Archbishop Auza also relayed an assessment of the airport in Port au Prince, saying it is incapacitated. As of yesterday, not one airplane bearing aid had arrived. Due to the earthquake, the control tower collapsed and is completely destroyed. Today, the first arrival, an American military plane, is expected.
Just a question: the other side of the island is the Dominican Republic. Has anyone seen an mention of that country being affected by the quake? Seems unlikely that it would not have been.
The island is essentially one big mountain and the earthquake would not have hit the DR nearly as bad. Also, the DR has a much better infrastructure than Haiti. There was some damage from what I’ve heard, but nothing significant, especially when compared to Port-au-Prince.
I was listening to a radio interview with a Salvation Army representative yesterday, and he said the damage was centered in Port Au Prince, and that damage was much less even in other parts of Haiti. For instance, a hospital they run in another city about 75 miles away sustained no damage. So apparently this was a very localized event.
How much damage is there in Sacramento when there is an earthquake in San Francisco?

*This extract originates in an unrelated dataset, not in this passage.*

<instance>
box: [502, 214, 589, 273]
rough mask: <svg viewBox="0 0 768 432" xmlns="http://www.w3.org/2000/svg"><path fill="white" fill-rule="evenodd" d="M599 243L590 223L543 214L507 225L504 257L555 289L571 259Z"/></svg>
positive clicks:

Found this pic on msnbc.com's photo library.
But.....but.....Pat Robertson said they all worship Voodoo down there.
50% of Haitians practice Voodoo and Santaria which are occult and pagan practices that are deeply rooted in their culture.
Many posters on here think Catholics are basically voodoo worshipers too.
Damage from a shallow quake is both very local and very severe. The epicenter was just slightly west of downtown.
Oh, my goodness, the crucifix still standing and it seems unharmed.
Thank you, God. That is a sign.
LOL! How do they make such ridiculous judgments? Ignorance of what the Catholic Church really is — my answer.
Thank you for posting this!
Scroll down slightly for the Haitian relief fund.
Our pastor sent out an Email today recommending that we donate to the KoM. We are having a special collection on Sunday.
Every penny that is donated goes directly to the people of Haiti - KoM absorbs all administrative costs.
They already have three relief teams on the ground in Haiti.
According to the KoM website, their hospital in Milot (which is well to the north of Port-au-Prince, almost to Cap Haitien on the main road) was only slightly damaged, is fully operational, and is expecting to receive critical patients via airlift from Port-au-Prince.
WOW that church got nailed
I'm guessing that planes from US and South America would have to make a stop at Dominican Republic, Puerto Rico, or Jamaica to refuel. One bright spot is that Haiti is within helicopter range (and well within V-22 Osprey range) of Gitmo.